FERTIG? Isses FERTIG?
Nöööö, fehlt noch ein Stich. *breitgrins*
Ich setzte mich in unseren Garten und machte mit der Farbe mit der Nummer 3853 'Copper' den allerletzten Stich und dann war es vollbracht.
Fertig
Geschafft
Erledigt

Und jetzt?

Nach dem Stickbild ist vor dem Stickbild. Aber mit Sicherheit nicht mehr mit 60.000 Stichen. Ich glaub, das wär nix für die geistige Gesundheit.

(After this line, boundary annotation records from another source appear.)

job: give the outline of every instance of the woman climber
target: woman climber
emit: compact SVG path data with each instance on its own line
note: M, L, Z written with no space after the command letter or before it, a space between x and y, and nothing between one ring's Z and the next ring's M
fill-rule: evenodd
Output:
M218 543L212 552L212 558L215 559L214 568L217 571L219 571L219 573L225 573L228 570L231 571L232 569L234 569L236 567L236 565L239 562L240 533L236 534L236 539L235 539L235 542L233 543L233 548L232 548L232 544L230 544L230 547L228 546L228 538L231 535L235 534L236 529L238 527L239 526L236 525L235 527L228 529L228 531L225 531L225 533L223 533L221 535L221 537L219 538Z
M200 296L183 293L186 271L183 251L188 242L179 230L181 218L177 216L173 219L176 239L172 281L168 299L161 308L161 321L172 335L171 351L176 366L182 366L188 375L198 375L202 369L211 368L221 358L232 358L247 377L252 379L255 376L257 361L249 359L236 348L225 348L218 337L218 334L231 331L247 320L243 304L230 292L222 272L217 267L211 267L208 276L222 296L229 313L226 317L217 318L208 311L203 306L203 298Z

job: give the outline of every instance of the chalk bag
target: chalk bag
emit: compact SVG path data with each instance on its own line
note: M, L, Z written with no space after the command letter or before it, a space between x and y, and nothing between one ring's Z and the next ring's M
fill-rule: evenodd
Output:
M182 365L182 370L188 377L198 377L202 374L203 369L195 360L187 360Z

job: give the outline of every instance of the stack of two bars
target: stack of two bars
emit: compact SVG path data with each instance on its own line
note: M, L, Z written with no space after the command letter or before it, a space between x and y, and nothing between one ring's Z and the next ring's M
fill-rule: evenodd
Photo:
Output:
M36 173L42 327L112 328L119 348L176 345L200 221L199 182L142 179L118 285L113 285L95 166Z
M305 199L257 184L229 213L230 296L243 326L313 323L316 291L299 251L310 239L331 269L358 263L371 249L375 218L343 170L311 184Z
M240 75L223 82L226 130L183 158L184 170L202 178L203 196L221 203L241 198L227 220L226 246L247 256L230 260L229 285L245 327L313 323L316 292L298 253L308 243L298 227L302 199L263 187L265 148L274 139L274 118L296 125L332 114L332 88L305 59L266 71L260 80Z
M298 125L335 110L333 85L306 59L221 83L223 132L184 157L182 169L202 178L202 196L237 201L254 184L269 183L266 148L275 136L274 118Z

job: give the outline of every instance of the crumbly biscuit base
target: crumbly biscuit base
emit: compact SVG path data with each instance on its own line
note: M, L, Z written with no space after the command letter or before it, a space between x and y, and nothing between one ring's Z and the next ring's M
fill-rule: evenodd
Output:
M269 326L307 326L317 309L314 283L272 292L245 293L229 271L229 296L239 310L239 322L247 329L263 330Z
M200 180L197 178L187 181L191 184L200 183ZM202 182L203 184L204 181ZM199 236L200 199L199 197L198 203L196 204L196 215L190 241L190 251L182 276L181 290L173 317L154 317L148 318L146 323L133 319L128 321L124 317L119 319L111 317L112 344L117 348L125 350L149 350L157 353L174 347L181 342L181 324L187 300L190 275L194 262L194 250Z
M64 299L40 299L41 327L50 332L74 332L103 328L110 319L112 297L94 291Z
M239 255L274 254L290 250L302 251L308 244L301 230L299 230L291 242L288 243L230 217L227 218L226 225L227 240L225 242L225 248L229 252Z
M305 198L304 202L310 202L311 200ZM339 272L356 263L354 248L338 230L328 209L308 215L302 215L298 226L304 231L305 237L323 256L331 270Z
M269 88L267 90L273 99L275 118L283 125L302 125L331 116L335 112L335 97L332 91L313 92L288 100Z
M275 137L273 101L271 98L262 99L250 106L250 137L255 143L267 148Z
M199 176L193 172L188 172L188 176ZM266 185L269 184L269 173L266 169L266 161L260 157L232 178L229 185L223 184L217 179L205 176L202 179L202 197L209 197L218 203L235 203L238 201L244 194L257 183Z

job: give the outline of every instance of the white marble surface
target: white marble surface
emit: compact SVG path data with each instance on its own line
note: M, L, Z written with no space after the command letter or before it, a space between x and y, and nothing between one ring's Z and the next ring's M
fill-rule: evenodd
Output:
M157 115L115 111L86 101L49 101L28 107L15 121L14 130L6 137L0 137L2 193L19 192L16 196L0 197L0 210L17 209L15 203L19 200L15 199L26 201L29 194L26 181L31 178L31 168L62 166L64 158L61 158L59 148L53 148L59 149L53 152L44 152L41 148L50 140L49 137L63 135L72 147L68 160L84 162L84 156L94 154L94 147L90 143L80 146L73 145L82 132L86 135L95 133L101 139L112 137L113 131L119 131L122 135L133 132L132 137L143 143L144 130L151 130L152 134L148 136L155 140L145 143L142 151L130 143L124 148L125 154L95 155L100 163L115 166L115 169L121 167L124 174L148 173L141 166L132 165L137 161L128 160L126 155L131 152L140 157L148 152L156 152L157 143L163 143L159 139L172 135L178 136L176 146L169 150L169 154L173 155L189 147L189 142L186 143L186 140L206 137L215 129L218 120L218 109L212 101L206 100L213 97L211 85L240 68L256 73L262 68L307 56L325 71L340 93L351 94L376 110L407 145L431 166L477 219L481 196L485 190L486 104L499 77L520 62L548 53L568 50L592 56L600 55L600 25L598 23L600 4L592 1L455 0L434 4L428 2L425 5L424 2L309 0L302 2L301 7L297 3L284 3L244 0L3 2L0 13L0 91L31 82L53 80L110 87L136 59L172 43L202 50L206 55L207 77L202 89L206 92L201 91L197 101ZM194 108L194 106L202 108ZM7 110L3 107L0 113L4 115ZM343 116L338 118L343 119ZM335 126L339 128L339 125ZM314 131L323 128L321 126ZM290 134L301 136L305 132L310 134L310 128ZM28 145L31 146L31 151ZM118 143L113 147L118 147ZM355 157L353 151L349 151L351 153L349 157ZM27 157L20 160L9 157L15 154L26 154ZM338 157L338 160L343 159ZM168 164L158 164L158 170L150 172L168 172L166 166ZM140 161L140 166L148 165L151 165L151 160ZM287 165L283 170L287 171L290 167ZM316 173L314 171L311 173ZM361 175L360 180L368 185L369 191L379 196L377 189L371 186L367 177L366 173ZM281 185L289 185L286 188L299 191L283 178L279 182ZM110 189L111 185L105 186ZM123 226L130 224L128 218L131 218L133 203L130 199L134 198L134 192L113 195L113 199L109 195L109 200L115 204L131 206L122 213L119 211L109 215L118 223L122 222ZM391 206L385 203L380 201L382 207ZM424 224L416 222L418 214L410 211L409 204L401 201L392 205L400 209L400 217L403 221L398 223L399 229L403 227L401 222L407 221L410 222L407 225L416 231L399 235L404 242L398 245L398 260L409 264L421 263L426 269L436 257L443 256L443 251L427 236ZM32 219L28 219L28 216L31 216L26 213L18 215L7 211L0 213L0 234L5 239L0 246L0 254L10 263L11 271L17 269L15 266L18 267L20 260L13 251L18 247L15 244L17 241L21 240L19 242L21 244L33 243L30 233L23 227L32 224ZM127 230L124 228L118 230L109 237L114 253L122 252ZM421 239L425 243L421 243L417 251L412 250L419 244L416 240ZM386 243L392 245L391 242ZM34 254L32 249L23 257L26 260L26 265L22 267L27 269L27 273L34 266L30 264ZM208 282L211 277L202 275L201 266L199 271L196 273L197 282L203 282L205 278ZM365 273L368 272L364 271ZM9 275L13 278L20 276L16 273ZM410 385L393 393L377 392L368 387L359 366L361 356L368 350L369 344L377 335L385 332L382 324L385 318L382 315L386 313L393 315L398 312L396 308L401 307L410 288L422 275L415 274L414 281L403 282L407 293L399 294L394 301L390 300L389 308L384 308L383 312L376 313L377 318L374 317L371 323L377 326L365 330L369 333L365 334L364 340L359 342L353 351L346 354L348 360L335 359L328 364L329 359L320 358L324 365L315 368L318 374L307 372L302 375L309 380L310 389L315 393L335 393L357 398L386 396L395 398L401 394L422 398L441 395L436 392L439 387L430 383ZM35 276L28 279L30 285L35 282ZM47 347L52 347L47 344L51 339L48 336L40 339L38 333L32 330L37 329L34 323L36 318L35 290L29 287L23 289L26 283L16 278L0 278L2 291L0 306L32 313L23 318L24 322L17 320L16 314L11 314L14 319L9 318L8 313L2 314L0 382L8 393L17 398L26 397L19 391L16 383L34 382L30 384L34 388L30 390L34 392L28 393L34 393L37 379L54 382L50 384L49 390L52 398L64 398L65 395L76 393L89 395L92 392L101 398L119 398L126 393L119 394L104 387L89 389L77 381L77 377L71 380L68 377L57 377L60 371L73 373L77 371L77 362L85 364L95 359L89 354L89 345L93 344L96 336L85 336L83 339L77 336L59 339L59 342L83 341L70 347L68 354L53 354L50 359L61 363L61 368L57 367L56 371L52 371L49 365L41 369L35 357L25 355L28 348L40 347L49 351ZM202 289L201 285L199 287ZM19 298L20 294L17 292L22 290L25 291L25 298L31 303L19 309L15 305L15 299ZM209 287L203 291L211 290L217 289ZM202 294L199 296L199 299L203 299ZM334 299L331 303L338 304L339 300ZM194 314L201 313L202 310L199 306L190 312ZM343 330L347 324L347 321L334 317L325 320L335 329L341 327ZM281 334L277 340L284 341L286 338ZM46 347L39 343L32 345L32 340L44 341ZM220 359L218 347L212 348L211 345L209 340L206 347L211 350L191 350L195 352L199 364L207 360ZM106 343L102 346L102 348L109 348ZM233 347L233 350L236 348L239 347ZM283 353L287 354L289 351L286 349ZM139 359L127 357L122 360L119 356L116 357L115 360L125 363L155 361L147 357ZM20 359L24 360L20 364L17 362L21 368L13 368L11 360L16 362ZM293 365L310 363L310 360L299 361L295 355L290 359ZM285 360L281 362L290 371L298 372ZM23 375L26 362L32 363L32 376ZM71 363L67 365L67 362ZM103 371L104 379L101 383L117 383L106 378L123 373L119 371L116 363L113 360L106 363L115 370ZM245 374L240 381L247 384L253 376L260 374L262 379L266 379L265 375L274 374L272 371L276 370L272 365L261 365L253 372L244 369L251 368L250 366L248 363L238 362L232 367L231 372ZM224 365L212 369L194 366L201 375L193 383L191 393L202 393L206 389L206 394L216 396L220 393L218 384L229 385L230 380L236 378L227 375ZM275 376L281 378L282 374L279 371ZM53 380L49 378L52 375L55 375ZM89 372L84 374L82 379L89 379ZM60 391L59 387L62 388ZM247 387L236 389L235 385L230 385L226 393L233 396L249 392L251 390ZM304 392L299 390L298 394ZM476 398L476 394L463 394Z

Der Stitchmaster macht eine kurze schöpferische Pause

Für alle, die nicht auf Kerstins Blog waren, hier nochmal die Bilder dazu.



4 Kommentare:

Hase hat gesagt…

Ja, das war wirklich nochmal einen eigenen Blogeintrag wert!!
25 Meter Garn an einem Tag - ja spinn ich denn!! ;-)
Toll geschrieben!

Silke hat gesagt…

der Wahnsinn, niemals hätte ich die Geduld dazu :-)mieses

Anonym hat gesagt…

Waaaahnsinn! Ich gratuliere Dir, Charly, das ist mehr als toll! Und niemand kann dir (vielleicht) besser nachfühlen, wieviel Kraft so ein Riesenwerk über viele, viele Wochen kostet und auch manchmal (ungeweinte und geweinte) Tränen. Jeder hätte verstanden, wenn Du's in die Ecke geknallt hättest.
Ich bin sowas von stolz auf Dich.
Das ist einfach nur gigantisch!
Hasenmama

Charly hat gesagt…

Scho der Wahnsinn, ja.
Die Kerstin hat das Bild jetzt in einen Rahmen getan :-)
Schööööön.
Bloß a bissal linkslastig :o)
Ja mei.

Renate, ich glaub du kannst das nachempfinden. Da bin ich mir sicher :-)
Aber am Schluß ist man stolz auf sein Werk.